[R] Import of Access data via RODBC changes column name ("NO" to "Expr1014") and the content of the column
Maciej Hoffman-Wecker
Maciej.Hoffman-Wecker at bioskin.de
Tue Aug 14 13:33:27 CEST 2007
Dear Professor Ripley,
Thank you very much for your response. I send the problem, as I didn't have any more ideas were to search for the reason. I didn't say this is a R bug, knowing the responses on such mails.-)
But I succeeded in developing a tiny example, that reproduces the bug (wherever it is).
I generated a small Access data base "test2.mdb" with one table "Tab1" and following columns:
"Field name" "Field type"
F1 Number
NO Number
F2 Number
(sorry if the Access identifiers are not the standard ones, as I have a german Access version)
The content of the "Tab1" table is:
F1 NO F2
1 1 1
2 2 2
0 1
1 0 0
(The column "NO" contains one missing)
Now if I import the data into R, I get the following results:
> library(RODBC)
> .con <- odbcConnectAccess("./test2.mdb")
> (.d <- try(sqlQuery(.con, "select * from Tab1")))
F1 NO F2
1 1 1 1
2 2 2 2
3 0 NA 1
4 1 0 0
> (.d <- try(sqlQuery(.con, "select F1 , NO , F2 from Tab1")))
F1 Expr1001 F2
1 1 0 1
2 2 0 2
3 0 0 1
4 1 0 0
> close(.con)
So the problem occurs if the column names are specified within the query.
Is the query "select F1 , NO , F2 from Tab1" invalid?

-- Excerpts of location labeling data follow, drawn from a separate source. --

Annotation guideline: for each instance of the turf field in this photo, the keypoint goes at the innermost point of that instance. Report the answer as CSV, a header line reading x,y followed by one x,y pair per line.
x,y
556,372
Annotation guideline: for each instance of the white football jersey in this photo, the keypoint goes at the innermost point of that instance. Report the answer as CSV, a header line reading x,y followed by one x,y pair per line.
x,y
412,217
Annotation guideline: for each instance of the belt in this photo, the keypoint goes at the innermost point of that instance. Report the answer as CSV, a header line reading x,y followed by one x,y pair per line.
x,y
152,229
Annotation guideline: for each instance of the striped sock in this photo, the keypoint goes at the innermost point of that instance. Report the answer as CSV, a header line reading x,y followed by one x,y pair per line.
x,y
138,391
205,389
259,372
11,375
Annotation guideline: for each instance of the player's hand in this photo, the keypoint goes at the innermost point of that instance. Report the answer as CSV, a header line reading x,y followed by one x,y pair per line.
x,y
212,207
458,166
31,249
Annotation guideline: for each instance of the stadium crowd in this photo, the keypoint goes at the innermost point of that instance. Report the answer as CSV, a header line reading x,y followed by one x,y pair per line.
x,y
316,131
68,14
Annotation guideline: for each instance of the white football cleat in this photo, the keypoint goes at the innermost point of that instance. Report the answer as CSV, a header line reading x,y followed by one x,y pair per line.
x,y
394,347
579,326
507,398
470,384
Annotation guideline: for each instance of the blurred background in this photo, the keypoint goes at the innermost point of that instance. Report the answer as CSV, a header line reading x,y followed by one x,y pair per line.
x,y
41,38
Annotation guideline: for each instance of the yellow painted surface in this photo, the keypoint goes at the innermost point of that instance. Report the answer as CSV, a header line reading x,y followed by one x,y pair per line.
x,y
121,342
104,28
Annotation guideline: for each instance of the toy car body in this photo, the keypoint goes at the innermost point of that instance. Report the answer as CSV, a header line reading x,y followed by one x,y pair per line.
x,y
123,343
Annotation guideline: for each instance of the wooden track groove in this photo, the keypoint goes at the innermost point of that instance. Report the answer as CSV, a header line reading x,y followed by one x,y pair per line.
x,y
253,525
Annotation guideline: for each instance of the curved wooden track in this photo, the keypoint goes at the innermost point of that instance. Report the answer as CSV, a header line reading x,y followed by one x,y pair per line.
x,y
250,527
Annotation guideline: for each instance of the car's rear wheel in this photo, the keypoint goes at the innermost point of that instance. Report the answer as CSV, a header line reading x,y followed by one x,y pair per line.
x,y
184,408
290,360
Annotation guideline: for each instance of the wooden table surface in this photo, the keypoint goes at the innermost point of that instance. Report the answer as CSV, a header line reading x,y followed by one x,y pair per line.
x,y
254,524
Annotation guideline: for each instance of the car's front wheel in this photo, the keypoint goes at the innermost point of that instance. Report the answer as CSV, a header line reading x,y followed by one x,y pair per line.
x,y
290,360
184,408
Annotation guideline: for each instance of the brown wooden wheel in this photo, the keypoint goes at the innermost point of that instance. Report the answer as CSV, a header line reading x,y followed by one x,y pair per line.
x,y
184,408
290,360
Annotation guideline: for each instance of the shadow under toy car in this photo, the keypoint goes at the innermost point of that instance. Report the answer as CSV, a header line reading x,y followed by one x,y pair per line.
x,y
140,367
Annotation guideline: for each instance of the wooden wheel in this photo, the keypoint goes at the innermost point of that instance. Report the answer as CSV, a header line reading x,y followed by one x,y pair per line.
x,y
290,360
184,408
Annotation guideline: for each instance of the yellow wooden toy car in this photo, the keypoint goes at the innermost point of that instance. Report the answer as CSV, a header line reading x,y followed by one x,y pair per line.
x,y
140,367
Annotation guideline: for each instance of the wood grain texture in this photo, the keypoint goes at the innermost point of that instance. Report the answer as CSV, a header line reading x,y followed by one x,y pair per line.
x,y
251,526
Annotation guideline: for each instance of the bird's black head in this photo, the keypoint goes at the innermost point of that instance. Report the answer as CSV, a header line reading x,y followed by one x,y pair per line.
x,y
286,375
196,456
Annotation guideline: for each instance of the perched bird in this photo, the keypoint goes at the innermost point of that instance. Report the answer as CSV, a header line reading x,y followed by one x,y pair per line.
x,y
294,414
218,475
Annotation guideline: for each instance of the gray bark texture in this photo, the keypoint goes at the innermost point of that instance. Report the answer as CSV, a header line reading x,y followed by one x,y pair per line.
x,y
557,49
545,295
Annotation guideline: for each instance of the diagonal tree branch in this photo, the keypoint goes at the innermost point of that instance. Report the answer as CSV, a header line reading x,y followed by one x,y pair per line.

Regarding the memory issue, I _knew_ that there must be a reason for the running out of memory space. Sorry for not being more specific. My question than is:
Is there a way to 'reset' the environment without quitting R and restarting it?
Thank you for your help.
Kind regards,
Maciej
-----Ursprüngliche Nachricht-----
Von: Prof Brian Ripley [mailto:ripley at stats.ox.ac.uk]
Gesendet: Dienstag, 14. August 2007 11:51
An: Maciej Hoffman-Wecker
Cc: r-help at stat.math.ethz.ch
Betreff: Re: [R] Import of Access data via RODBC changes column name ("NO" to "Expr1014") and the content of the column
On Tue, 14 Aug 2007, Maciej Hoffman-Wecker wrote:
>
> Dear all,
>
> I have some problems with importing data from an Access data base via
> RODBC to R. The data base contains several tables, which all are
> imported consecutively. One table has a column with column name "NO".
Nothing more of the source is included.